Sunak hofft, dass ihm das Deportationsabkommen mit der Regierung in Kigali helfen wird, sein wichtigstes Versprechen einzulösen, nämlich die Bootsüberfahrten über den Ärmelkanal zu stoppen. Die drohende Ausschaffung nach Ruanda soll Geflüchtete davon abhalten, die Reise nach Grossbritannien überhaupt erst anzutreten.

Die Flüchtlingsorganisation Refugee Council kam in einer ausführlichen Studie letztes Jahr zum Schluss, dass ein anderes Szenario wahrscheinlicher ist: Geflüchtete werden grössere Risiken eingehen. Sie könnten beispielsweise versuchen, den Küstenwachen, die Migrant:innen oft aus seeuntüchtigen Booten retten, aus dem Weg zu gehen. So könnten sie einfacher untertauchen und verhindern, dass sie mit den britischen Migrationsbehörden in Kontakt kommen.

Es gäbe einen einfachen Weg, Todesfälle im Ärmelkanal zu verhindern: Sichere Asylrouten zu öffnen, damit die gefährliche Seereise gar nicht nötig ist.
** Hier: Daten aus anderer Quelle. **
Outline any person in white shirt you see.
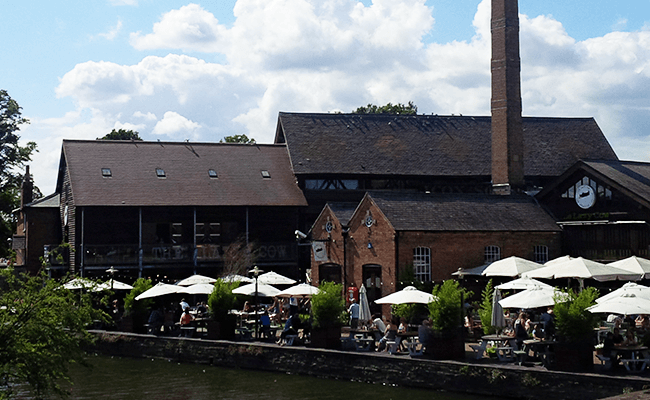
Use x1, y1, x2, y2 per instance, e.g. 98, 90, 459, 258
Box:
348, 300, 360, 329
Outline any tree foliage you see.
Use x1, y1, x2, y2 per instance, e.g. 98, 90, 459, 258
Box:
429, 280, 472, 332
0, 90, 38, 259
553, 287, 599, 342
219, 134, 256, 144
352, 101, 418, 115
311, 281, 345, 328
478, 279, 495, 334
97, 129, 142, 141
0, 268, 108, 399
207, 279, 240, 320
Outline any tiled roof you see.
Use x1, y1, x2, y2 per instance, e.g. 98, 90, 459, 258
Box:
276, 113, 618, 178
60, 140, 307, 207
366, 191, 561, 232
326, 202, 358, 226
581, 160, 650, 203
26, 193, 60, 208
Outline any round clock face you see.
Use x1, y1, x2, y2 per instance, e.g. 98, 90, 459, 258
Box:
575, 184, 596, 209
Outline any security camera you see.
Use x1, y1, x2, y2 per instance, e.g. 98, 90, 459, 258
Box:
295, 230, 307, 240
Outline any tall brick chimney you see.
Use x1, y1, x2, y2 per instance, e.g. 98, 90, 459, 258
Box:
491, 0, 524, 194
21, 165, 33, 208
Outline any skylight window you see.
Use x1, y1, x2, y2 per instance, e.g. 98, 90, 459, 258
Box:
208, 169, 218, 178
101, 168, 112, 177
156, 168, 166, 178
261, 170, 271, 179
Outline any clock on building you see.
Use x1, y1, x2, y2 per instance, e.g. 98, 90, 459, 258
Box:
575, 184, 596, 209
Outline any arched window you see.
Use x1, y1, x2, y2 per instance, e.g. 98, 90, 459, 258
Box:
413, 247, 431, 282
484, 245, 501, 263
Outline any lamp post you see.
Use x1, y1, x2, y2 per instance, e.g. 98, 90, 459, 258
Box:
248, 265, 262, 340
106, 266, 117, 290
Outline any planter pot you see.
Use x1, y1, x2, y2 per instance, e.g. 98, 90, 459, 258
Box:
206, 315, 236, 340
311, 326, 341, 350
552, 341, 594, 372
428, 329, 465, 360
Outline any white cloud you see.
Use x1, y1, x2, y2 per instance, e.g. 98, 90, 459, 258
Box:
36, 0, 650, 197
152, 111, 201, 140
98, 19, 123, 41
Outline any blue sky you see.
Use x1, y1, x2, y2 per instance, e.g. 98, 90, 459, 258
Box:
2, 0, 649, 194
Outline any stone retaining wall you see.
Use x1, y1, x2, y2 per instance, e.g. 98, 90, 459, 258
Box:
89, 331, 650, 400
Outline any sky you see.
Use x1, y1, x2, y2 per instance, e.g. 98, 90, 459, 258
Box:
2, 0, 650, 195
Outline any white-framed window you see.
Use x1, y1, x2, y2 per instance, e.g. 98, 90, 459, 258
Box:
413, 247, 431, 282
534, 245, 549, 264
484, 245, 501, 264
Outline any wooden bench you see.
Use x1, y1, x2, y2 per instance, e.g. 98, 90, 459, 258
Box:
496, 346, 515, 362
596, 354, 612, 370
180, 326, 196, 338
513, 350, 527, 365
281, 334, 298, 346
469, 343, 487, 359
354, 338, 375, 352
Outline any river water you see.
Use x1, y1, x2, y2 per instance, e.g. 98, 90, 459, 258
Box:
38, 355, 499, 400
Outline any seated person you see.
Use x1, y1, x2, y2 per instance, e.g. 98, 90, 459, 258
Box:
260, 311, 272, 339
195, 302, 207, 316
179, 307, 194, 326
242, 301, 252, 313
612, 327, 625, 346
278, 313, 301, 345
532, 323, 545, 340
622, 330, 637, 347
147, 307, 165, 334
417, 319, 433, 351
369, 314, 387, 342
398, 317, 408, 334
376, 316, 398, 352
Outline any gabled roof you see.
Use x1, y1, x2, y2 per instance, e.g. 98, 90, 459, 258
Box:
326, 202, 358, 226
27, 193, 60, 208
363, 191, 561, 232
59, 140, 307, 207
275, 113, 618, 178
537, 159, 650, 209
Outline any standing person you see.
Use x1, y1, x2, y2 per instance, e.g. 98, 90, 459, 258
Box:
514, 312, 529, 349
289, 296, 299, 316
180, 298, 190, 311
348, 299, 360, 329
540, 306, 555, 339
Aber die britische Regierung hat praktisch alle diese Routen geschlossen. Sie setzt stattdessen auf Härte und Abschottung.
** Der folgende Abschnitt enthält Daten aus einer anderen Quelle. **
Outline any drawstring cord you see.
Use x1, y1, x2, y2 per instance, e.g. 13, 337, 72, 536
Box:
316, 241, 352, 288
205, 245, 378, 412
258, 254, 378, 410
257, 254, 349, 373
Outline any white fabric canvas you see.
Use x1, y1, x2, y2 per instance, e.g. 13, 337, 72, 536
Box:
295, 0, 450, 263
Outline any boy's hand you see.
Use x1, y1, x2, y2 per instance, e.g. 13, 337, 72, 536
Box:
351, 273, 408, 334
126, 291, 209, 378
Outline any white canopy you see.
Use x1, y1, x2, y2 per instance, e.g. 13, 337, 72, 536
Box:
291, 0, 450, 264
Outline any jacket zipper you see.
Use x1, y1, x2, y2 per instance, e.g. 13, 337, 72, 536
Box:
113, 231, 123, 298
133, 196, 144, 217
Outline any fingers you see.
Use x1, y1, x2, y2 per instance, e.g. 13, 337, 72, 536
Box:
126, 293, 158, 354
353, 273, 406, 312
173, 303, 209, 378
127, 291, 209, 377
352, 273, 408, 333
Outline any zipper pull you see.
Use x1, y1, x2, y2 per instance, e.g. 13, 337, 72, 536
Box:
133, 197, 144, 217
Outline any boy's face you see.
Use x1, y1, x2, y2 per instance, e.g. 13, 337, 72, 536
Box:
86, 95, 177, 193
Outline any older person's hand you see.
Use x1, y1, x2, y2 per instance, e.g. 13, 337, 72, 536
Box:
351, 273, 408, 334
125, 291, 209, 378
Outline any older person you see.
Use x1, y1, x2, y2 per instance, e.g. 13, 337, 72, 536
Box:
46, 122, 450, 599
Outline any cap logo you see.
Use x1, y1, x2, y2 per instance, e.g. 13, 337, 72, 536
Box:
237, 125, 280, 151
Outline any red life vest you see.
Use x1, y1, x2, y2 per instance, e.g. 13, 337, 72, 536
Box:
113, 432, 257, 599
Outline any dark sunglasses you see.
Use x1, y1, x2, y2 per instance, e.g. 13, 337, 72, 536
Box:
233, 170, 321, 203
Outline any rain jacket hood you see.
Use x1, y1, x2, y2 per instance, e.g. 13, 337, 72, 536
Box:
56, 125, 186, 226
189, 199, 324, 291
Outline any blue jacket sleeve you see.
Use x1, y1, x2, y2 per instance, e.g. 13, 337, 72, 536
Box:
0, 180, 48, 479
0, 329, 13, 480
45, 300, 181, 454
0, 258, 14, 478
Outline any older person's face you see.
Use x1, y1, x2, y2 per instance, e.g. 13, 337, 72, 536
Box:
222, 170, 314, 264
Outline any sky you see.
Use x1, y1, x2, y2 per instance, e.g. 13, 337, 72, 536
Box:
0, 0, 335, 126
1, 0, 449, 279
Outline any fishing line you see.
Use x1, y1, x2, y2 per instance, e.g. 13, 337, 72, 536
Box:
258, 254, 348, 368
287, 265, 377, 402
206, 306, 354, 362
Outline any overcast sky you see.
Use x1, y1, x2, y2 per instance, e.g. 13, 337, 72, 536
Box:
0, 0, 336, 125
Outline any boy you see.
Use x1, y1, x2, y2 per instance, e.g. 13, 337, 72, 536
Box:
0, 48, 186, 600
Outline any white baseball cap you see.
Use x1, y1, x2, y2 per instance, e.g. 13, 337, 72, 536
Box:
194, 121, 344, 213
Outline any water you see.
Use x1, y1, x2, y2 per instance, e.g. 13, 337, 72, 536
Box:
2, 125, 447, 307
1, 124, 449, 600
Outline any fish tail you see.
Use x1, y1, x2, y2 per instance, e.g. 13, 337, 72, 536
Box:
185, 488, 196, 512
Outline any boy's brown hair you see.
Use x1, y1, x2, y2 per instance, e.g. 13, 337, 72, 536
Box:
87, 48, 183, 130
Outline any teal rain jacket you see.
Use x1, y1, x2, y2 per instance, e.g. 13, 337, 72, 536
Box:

Am Dienstag bei Tagesanbruch, viele Stunden nach der feuchtfröhlichen Feier in Sunaks Büro, ertranken fünf Migrant:innen vor der Küste von Frankreich, darunter ein siebenjähriges Mädchen. Sie hatten sich in ein völlig überfülltes Gummiboot gesetzt, um nach Grossbritannien zu gelangen. Mehrere Dutzend Insassen des Boots wurden gerettet und zurück an Land gebracht. Aber rund fünfzig, so berichten britische Medien, wollten trotz des tödlichen Zwischenfalls nicht aufgeben, sie setzten ihre Reise fort.